Les cinq bougies
Pour la Saint-Sylvestre, voici un récit fictif inspiré du nom de cinq bougies parfumées protographiées par Buonomo & Cometti. Texte: Isabelle Cerboneschi
Chaque année, le 31 décembre, nous nous réunissons pour notre rituel. Nous l’avons inventé quand nous étions encore à l’Uni. Cela remonte à … Un certain nombre d’années. Il y a Carla, Amber, Audrey, Marie et moi. Le Club des Cinq, comme on aimait s’appeler. Nous n’avons jamais résolu aucune énigme à par celles que nous donnait notre professeur de droit pénal, mais nous avons toujours été là les unes pour les autres et c’est tout ce qui compte.
Le soir de la Saint-Sylvestre nous nous réunissons toujours chez Amber. C’est elle qui a la plus grande maison et il faut de l’espace pour recevoir nos tribus respectives. Depuis toutes ces années, nous n’avons jamais dérogé à notre fameux « dîner des cinq bougies ».
Ambre, L’artisan Parfumeur ©Buonomo & Cometti
En quoi est-ce que cela consiste? C’est simple et symbolique à la fois. Chacune est chargée d’acheter une bougie dotée d’un nom ou d’un parfum particulier qu’elle destine à l’une d’entre nous. Le but étant d’en trouver une qui sache évoquer la personne et pas seulement qui sente bon. A minuit, on éteint les lumières avant d’allumer ensemble la mèche des cinq bougies.

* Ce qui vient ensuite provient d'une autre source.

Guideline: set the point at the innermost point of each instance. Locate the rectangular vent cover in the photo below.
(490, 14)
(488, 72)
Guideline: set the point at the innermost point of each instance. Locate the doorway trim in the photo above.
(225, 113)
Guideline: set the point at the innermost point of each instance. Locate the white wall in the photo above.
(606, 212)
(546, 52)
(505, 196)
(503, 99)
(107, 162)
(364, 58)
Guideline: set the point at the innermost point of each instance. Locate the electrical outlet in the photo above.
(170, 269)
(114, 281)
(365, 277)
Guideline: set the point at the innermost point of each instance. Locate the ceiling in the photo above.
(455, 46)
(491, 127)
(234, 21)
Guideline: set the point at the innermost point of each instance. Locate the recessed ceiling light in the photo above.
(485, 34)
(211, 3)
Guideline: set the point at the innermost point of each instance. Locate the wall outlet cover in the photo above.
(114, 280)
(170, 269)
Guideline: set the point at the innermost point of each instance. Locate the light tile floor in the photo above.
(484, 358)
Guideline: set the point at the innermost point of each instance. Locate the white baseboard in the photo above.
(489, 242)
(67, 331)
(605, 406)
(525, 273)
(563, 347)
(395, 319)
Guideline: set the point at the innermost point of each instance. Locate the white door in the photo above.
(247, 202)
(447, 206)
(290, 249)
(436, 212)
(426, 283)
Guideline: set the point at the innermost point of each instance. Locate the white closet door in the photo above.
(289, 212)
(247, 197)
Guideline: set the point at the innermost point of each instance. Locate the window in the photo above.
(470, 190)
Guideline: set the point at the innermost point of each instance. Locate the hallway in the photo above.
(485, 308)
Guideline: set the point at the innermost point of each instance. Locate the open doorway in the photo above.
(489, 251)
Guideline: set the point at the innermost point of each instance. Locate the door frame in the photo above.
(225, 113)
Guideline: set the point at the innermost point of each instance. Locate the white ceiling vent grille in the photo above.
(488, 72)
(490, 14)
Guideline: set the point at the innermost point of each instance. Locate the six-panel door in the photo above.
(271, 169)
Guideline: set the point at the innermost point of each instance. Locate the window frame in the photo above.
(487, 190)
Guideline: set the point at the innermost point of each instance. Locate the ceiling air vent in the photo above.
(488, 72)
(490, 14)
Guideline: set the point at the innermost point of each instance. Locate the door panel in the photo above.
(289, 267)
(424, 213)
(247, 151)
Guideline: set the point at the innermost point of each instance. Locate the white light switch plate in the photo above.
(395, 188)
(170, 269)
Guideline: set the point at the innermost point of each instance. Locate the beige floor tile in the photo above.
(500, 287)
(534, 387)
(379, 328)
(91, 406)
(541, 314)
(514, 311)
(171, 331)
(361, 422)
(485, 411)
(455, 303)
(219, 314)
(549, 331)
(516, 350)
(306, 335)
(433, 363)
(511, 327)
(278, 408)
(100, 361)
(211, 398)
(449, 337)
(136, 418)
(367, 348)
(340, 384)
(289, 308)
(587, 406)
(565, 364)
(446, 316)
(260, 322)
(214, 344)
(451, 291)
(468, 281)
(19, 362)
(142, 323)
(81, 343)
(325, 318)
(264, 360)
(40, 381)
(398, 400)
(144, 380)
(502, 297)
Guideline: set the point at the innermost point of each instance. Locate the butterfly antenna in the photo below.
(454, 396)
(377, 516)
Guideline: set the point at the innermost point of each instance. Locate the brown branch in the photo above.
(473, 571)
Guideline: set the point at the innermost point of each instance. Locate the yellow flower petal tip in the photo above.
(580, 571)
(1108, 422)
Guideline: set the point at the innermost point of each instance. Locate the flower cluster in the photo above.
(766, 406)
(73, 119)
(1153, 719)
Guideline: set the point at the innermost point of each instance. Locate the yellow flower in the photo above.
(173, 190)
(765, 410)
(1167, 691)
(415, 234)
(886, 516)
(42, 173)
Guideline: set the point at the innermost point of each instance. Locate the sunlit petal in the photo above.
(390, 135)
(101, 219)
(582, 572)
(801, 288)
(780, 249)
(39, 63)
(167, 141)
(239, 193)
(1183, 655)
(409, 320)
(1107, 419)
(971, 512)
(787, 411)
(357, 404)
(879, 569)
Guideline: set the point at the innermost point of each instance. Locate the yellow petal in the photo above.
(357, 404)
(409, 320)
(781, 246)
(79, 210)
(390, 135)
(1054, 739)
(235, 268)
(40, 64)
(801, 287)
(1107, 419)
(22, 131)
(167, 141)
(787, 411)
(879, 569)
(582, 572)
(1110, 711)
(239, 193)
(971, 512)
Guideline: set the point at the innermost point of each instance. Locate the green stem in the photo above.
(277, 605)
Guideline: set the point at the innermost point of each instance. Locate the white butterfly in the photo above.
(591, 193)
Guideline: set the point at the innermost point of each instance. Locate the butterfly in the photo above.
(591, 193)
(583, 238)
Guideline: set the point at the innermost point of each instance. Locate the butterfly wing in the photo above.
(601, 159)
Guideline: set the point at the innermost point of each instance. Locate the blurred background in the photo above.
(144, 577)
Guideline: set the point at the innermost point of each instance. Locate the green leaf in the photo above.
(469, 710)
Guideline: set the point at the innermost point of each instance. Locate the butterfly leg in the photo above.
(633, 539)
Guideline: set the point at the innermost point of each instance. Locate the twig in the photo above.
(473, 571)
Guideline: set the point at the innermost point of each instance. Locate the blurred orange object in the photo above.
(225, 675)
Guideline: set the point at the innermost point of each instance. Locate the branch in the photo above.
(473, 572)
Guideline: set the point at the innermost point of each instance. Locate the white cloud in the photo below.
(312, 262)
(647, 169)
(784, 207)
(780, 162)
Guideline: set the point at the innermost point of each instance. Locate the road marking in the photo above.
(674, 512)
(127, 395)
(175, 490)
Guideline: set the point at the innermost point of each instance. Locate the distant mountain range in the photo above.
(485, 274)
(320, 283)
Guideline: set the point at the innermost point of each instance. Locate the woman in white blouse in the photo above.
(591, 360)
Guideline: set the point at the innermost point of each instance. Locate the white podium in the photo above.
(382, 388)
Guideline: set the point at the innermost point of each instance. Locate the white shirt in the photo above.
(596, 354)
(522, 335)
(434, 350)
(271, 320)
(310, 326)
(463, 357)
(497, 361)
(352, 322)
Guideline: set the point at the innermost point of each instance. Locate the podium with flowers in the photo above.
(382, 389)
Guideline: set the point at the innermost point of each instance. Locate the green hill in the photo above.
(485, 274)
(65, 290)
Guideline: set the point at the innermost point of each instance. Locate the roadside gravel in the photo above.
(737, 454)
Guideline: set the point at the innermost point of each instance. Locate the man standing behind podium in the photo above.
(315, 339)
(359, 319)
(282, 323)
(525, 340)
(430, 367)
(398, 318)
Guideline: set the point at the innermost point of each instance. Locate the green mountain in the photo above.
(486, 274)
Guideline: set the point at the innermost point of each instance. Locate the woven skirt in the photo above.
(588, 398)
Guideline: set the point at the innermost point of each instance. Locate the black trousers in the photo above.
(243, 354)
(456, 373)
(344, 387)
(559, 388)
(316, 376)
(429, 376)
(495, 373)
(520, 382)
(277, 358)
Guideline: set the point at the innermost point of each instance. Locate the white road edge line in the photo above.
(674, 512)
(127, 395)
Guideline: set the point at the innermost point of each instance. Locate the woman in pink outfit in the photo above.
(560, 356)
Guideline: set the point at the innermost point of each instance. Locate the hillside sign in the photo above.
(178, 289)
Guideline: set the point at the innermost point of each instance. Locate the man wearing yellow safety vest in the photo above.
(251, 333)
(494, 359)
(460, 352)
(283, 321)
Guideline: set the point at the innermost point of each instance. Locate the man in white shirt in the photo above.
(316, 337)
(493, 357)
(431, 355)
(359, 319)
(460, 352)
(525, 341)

En ce 31 décembre 2025, la bougie Ambre est allée naturellement à Amber. Avec elle, le choix est trop facile: elle porte un prénom fait pour les parfums. Le feu s’est emparé de la mêche, hésitant tout d’abord, comme un souvenir qui cherche sa place, puis plus vaillamment. Aussitôt la pièce a changé de tonalité. La flamme a caressé l’air alentour, lui donnant une teinte chaude, comme son parfum, comme l’amitié.
Bohemia, Byredo ©Buonomo & Cometti
Carla a reçu Bohemia. Un excellent choix pour cette créature en mouvement, prête à partir vers n’importe quel ailleurs pourvu qu’il l’emporte loin. Avec ses notes chaudes d’opoponax et de rhum, relevées par la fraîcheur du géranium et du romarin, reposant sur un fond de vanille et de mousse, cette bougie est une invitation au voyage.
Santal Australia, ©Matière Première
Encore un choix facile: Santal Australia pour Audrey qui a dû quitter son Australie natale quand elle avait dix ans. Cette bougie a été créée afin de reproduire l’odeur particulière du santal australien lorsqu’il se transforme en essence parfumée, ce moment précis où la vapeur entre en contact avec le cœur du bois réduit en poudre. Il s’en dégage une fragrance boisée, crémeuse et enveloppante. Une senteur qui lui ressemble à Audrey.
Tubéreuse est allée vers la plus imprévisible de nous toutes: Marie. Son parfum capiteux, troublant, a envahi la pièce et sa flamme vacillait davantage que les autres. Nul ne s’en est étonné. Certains feux demandent de l’attention. Certains désirs aussi.
Tubéreuse, Diptyque ©Buonomo & Cometti
Quant à la mienne, elle s’appelle Palimpseste. Un mot comme je les aime. Palimpseste, c’est ce qui a été écrit, effacé et réécrit par dessus. C’est ce qui garde la trace des phrases anciennes cachées sous les nouvelles. C’est tellement moi cette œuvre inachevée faite de strates qui viennent s’ajouter à d’autres, tout en laissant les premières visibles. Quand j’ai allumé la bougie, l’air s’est empli d’un parfum de rose tout sauf désuet, une rose travaillée dans un esprit rock. J’ai eu le sentiment que la flamme réveillait autre chose que le parfum. Des voix anciennes. Le feu éclairait ce qui avait été recouvert sans avoir été effacé. Peut-être est-il temps de le faire…
Palimpseste, Celine ©Buonomo & Cometti
Au fil des heures je regardais la lumière des bougies danser sur les visages. Les flammes nous rendaient beaux. On laissait les fragrances s’emmêler, sans chercher à les distinguer, en se disant que l’année à venir allait naître de ce curieux mélange. Que nous réservera-t-elle?
Le temps semblait avancer au ralenti, comme retenu par la cire qui fondait lentement. Plus tard, bien plus tard, après que nous ayons soufflé les cinq bougies ensemble, il est resté dans l’air une odeur indéfinissable et la certitude que certaines lumières, comme l’amitié, ne s’éteignent jamais tout à fait.